L’opération portera sur une augmentation de capital de 233 millions d’euros, un apport de 1,5 à 1,675 milliard d’euros et une réduction de la dette de 3,1 milliards d’euros, selon un communiqué publié quatre jours après que le consortium emmené par Onepoint, premier actionnaire d’Atos initialement choisi pour mener à bien l’opération, a jeté l’éponge.

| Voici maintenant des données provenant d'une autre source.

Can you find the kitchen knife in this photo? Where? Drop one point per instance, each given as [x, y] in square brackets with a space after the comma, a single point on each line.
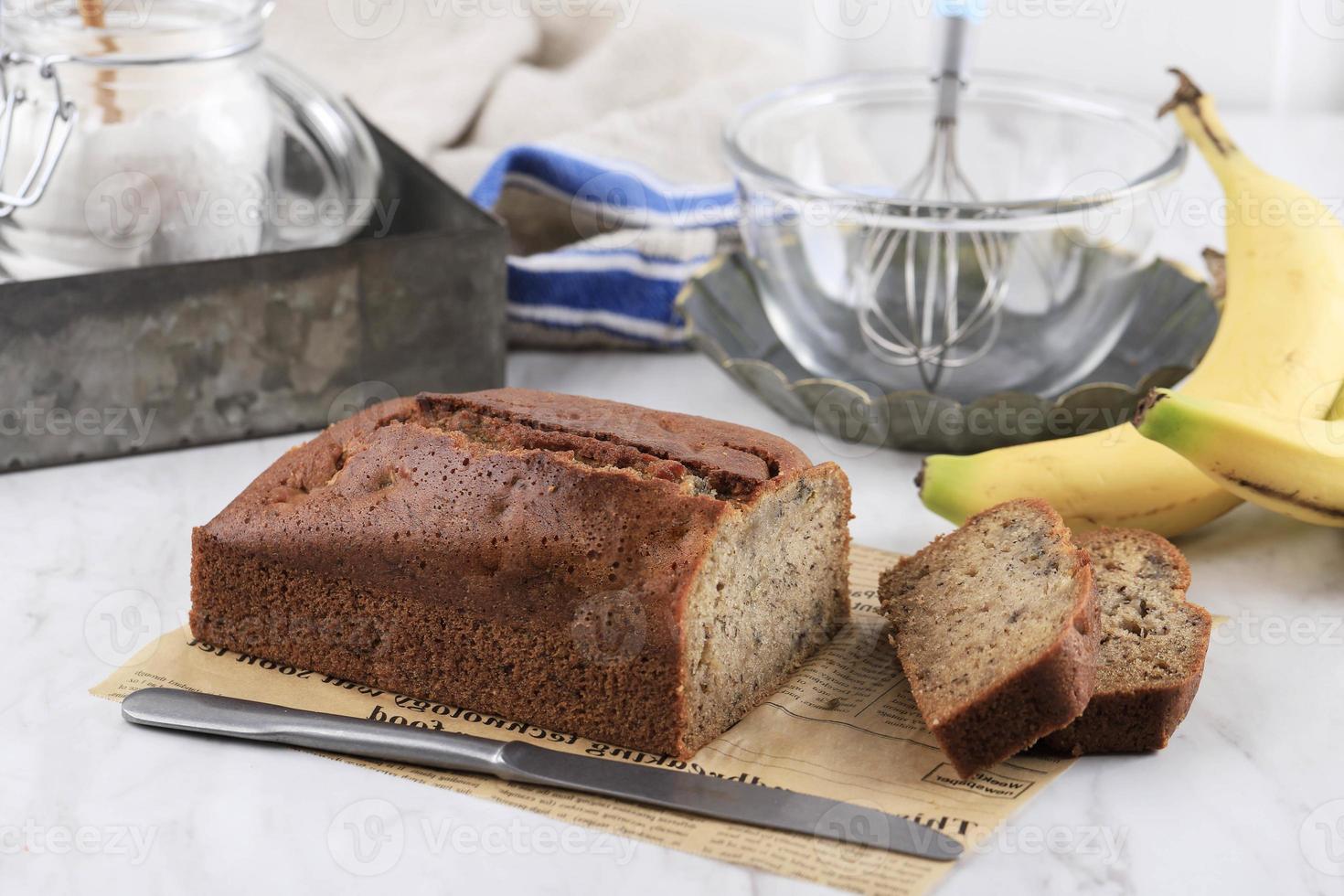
[526, 763]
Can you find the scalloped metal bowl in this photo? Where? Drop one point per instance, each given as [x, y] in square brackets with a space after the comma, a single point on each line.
[1172, 328]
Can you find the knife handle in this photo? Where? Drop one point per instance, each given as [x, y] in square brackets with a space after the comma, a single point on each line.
[230, 718]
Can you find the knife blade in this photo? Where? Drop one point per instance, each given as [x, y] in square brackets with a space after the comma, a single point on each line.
[519, 762]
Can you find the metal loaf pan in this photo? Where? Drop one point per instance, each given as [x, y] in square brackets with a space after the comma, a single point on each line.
[177, 355]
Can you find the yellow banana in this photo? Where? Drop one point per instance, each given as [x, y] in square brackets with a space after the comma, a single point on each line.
[1289, 465]
[1275, 348]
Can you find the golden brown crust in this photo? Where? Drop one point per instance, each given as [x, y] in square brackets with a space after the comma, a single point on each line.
[502, 523]
[1035, 699]
[1140, 715]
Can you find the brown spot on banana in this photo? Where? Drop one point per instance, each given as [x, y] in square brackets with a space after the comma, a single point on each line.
[1189, 94]
[1287, 497]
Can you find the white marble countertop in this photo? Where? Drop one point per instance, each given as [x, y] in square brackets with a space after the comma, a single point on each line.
[1249, 798]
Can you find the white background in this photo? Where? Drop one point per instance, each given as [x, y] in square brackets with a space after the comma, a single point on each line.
[1275, 55]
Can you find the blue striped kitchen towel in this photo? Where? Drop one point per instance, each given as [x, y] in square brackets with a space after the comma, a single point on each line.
[601, 248]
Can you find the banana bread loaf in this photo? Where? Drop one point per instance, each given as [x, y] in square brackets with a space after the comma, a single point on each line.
[1152, 646]
[635, 577]
[995, 626]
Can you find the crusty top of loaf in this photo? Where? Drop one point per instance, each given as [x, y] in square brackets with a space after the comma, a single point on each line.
[548, 498]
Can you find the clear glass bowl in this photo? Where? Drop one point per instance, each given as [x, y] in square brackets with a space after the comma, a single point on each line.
[1066, 185]
[187, 142]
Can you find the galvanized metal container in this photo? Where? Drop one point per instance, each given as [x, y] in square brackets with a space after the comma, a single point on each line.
[162, 357]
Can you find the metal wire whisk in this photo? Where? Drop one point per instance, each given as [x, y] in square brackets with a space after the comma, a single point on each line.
[929, 328]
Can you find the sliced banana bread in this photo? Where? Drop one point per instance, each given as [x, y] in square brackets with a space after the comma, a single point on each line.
[1152, 646]
[995, 626]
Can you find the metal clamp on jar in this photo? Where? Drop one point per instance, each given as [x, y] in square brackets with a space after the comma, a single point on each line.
[177, 139]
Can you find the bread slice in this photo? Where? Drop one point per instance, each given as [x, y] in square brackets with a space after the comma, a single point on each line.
[1152, 646]
[995, 626]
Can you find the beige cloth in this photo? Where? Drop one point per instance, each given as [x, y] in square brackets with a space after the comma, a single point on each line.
[457, 80]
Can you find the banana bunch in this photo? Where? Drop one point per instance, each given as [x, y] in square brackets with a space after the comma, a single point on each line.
[1289, 465]
[1275, 349]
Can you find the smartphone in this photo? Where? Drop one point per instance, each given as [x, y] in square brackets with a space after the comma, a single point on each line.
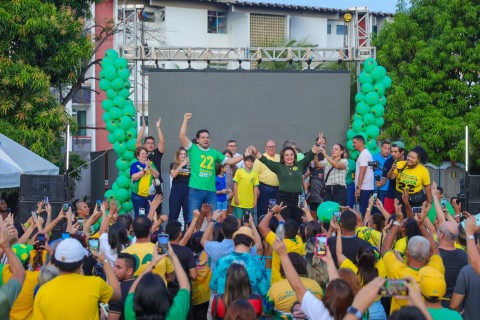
[93, 244]
[417, 210]
[271, 203]
[162, 243]
[301, 201]
[99, 204]
[394, 287]
[321, 244]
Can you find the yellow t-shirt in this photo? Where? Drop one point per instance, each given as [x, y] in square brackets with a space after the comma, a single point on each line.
[246, 181]
[23, 306]
[413, 179]
[281, 297]
[296, 245]
[265, 175]
[71, 296]
[201, 284]
[143, 255]
[398, 270]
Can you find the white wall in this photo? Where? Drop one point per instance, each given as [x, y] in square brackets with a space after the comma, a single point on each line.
[313, 30]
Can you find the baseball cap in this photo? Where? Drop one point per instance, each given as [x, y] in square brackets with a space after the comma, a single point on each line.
[70, 250]
[245, 231]
[432, 283]
[399, 144]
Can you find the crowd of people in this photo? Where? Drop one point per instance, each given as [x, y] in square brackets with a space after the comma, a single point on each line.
[252, 245]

Cette annonce, faite par la direction d’Atos, renforce l’espoir d’une sortie de crise pour le groupe, pilier technologique des Jeux de Paris cet été et qui compte quelque 100 000 salariés dans 69 pays. Le groupe, en grande difficulté depuis plusieurs mois, espère désormais pouvoir agir très rapidement pour lancer ses opérations début juillet, avant les Jeux olympiques.

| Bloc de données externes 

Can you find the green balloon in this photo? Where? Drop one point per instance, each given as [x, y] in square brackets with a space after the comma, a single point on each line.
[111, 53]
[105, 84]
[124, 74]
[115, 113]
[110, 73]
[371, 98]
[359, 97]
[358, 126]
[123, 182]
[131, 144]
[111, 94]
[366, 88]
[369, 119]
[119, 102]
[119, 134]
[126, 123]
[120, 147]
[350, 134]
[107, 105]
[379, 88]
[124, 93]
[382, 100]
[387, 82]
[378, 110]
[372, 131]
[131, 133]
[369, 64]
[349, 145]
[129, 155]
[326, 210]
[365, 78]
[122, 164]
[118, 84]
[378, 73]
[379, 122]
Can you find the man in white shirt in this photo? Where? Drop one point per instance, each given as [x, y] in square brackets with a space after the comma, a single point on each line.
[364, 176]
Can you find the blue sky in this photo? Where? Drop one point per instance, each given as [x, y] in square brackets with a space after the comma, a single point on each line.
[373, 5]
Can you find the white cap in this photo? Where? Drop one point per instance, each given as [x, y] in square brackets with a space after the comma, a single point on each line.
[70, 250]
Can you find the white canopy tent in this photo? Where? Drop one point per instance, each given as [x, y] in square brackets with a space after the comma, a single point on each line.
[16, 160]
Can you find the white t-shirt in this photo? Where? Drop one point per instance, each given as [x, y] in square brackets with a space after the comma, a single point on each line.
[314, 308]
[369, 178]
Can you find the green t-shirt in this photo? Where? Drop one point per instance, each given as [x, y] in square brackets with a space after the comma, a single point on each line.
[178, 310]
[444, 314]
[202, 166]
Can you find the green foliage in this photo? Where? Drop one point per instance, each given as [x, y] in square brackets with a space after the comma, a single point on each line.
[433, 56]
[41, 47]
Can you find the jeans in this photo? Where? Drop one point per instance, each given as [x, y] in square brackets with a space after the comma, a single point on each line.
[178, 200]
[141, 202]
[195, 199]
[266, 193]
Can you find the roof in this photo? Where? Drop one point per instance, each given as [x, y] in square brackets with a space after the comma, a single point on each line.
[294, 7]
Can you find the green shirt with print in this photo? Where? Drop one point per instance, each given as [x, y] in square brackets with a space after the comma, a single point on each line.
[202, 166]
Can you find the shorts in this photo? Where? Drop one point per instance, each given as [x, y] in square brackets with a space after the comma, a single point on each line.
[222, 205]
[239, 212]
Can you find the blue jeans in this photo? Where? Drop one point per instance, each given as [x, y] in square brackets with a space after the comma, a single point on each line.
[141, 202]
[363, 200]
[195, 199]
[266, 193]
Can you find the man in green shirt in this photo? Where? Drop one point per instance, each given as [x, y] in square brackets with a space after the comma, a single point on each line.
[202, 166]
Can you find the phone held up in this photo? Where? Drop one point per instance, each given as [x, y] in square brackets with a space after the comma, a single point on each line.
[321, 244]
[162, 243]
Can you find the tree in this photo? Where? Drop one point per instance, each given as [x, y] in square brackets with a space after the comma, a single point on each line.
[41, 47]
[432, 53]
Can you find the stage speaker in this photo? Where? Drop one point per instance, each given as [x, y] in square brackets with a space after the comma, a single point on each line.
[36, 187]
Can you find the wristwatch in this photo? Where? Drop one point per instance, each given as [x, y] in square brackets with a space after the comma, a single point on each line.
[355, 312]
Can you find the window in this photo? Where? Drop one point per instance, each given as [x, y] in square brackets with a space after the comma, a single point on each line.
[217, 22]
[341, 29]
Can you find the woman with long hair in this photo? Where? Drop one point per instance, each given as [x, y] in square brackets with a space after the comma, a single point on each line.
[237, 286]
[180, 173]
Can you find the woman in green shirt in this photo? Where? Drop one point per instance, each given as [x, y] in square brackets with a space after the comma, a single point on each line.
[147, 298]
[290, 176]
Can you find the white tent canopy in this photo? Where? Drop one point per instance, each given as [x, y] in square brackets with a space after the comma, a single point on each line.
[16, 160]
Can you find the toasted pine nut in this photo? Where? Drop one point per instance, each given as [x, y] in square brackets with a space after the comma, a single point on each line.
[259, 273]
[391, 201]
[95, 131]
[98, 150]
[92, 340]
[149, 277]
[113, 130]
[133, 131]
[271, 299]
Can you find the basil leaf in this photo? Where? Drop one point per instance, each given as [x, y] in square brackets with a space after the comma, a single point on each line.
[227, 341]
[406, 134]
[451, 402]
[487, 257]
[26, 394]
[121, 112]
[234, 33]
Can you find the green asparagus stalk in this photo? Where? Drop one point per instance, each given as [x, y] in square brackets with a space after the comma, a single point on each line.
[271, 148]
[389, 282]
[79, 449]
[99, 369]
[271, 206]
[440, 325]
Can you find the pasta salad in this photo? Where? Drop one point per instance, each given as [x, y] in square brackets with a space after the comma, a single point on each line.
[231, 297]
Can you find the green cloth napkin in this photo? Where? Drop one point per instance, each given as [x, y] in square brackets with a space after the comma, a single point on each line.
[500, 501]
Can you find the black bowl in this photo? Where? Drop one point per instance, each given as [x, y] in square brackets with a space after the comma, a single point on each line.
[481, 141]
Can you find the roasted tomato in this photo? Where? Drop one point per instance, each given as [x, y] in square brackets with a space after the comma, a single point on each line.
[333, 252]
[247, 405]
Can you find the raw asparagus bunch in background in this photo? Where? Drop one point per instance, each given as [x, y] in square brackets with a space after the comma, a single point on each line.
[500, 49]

« Les opérations de restructuration seront ensuite mises en œuvre au cours du second semestre 2024 en vue d’une finalisation effective d’ici fin 2024 ou au cours du premier trimestre 2025 », précise le groupe. Les banques et les obligataires deviendront alors les actionnaires majoritaires du groupe : ils détiendront jusqu’à 99,9% du capital. L’augmentation de capital est toutefois ouverte aux actionnaires actuels, qui ne souhaiteraient pas voir leur participation diluée, et pourraient, s’ils y apportaient, obtenir un maximum de 25,9% du capital.

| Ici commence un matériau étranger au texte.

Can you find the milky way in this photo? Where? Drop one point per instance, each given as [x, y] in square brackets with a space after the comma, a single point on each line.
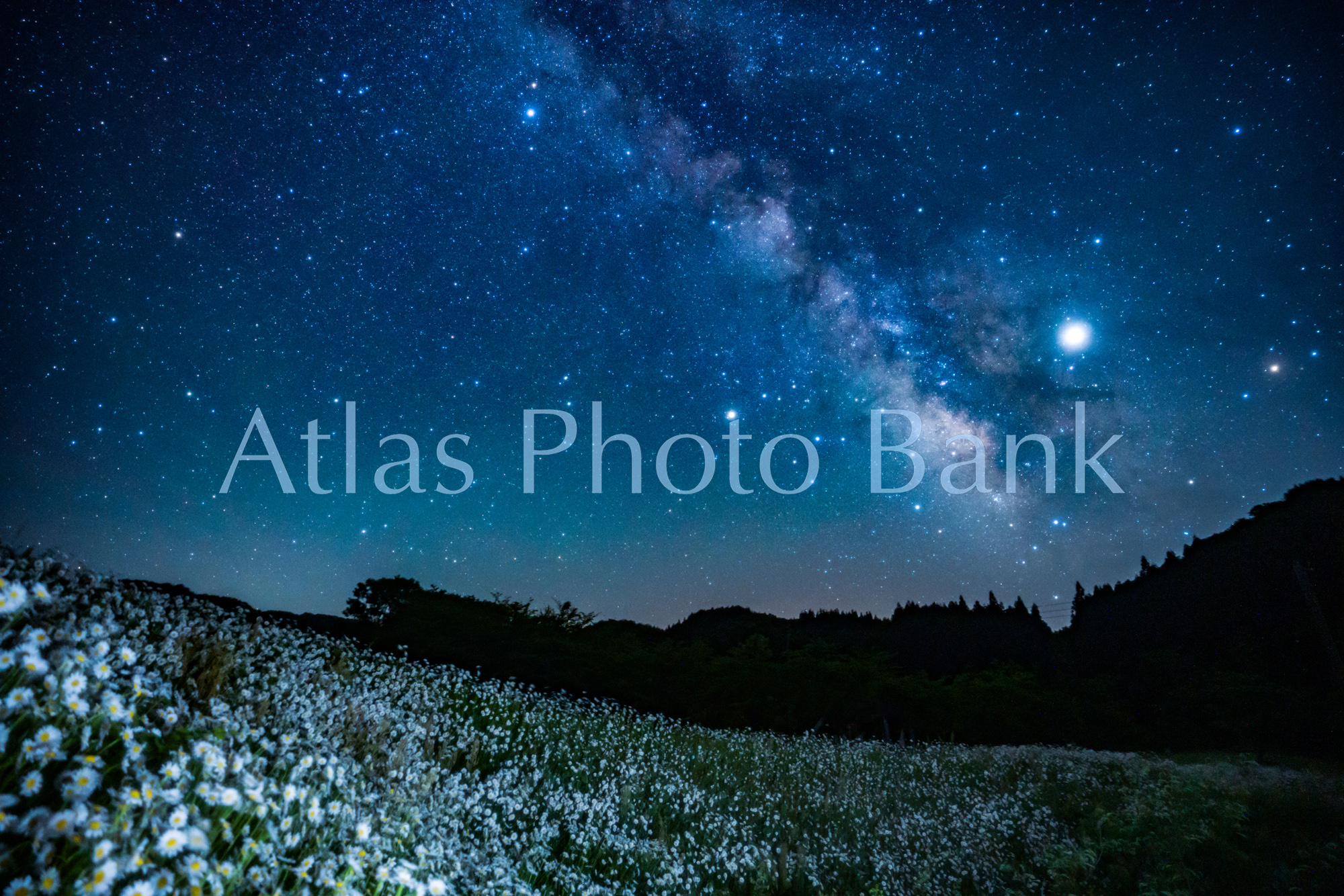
[792, 214]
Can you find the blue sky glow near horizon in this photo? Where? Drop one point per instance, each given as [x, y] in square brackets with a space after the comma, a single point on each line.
[787, 213]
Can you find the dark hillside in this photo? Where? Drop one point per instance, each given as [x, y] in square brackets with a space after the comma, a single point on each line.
[1233, 647]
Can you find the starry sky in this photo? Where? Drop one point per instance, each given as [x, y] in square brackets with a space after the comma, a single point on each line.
[786, 214]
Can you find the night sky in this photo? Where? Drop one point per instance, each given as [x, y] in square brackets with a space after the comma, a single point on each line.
[787, 213]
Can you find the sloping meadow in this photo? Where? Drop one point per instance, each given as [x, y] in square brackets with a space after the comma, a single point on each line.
[159, 745]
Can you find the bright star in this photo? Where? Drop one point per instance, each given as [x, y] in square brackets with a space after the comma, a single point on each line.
[1076, 337]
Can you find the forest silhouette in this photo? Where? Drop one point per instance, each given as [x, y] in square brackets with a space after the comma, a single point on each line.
[1232, 647]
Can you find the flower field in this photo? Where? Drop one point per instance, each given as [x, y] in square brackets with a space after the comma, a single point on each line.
[159, 745]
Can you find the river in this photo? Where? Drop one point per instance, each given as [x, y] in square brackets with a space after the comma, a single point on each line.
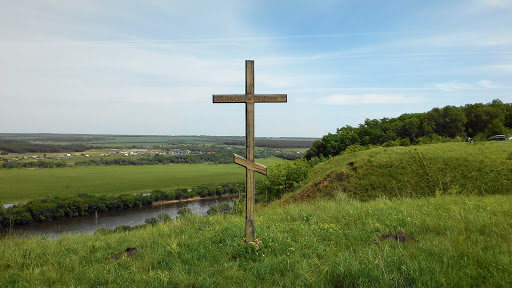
[112, 219]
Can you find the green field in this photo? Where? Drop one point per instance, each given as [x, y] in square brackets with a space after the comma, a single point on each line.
[330, 232]
[21, 185]
[456, 241]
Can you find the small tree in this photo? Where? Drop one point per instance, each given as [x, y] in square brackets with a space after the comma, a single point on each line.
[184, 211]
[164, 217]
[151, 221]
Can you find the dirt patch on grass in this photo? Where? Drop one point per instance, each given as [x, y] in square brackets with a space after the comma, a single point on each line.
[400, 237]
[335, 180]
[128, 253]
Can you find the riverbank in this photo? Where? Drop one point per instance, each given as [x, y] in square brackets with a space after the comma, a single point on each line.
[193, 199]
[111, 219]
[453, 241]
[54, 208]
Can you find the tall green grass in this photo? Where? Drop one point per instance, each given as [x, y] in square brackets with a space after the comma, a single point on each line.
[449, 168]
[460, 241]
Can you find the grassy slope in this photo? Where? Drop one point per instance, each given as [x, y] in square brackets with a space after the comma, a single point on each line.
[461, 240]
[19, 185]
[449, 168]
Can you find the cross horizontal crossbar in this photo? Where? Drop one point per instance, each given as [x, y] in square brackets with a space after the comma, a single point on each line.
[250, 98]
[249, 164]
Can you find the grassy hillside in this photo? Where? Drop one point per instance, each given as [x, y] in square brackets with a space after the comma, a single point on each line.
[20, 185]
[449, 168]
[455, 241]
[338, 230]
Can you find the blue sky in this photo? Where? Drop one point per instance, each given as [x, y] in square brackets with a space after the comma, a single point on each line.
[151, 67]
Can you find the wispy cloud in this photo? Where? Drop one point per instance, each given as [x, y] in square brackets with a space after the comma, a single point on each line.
[455, 85]
[348, 99]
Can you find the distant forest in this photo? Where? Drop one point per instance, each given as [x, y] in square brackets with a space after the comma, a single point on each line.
[478, 121]
[272, 143]
[20, 146]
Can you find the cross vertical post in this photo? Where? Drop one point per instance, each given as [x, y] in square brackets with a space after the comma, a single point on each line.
[249, 98]
[250, 185]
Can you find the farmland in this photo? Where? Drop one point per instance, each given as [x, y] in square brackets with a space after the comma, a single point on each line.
[20, 185]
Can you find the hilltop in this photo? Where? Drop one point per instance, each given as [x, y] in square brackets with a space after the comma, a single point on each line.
[378, 217]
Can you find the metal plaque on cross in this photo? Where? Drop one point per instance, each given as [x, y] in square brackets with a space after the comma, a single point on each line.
[249, 98]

Autrefois fleuron de l’informatique française, le groupe Atos portait une dette colossale et se battait pour sa survie. Les derniers jours ont été particulièrement mouvementés, l’entrepreneur David Layani (Onepoint) ayant renoncé à sauver Atos, dans un ultime rebondissement.

L’accord trouvé devrait permettre au groupe de sortir de son ornière financière et d’obtenir « d’ici 2026″ une cote de crédit « BB » et pour lui garantir « un montant minimum de liquidités de 1,1 milliard d’euros » jusqu’au 31 décembre 2026.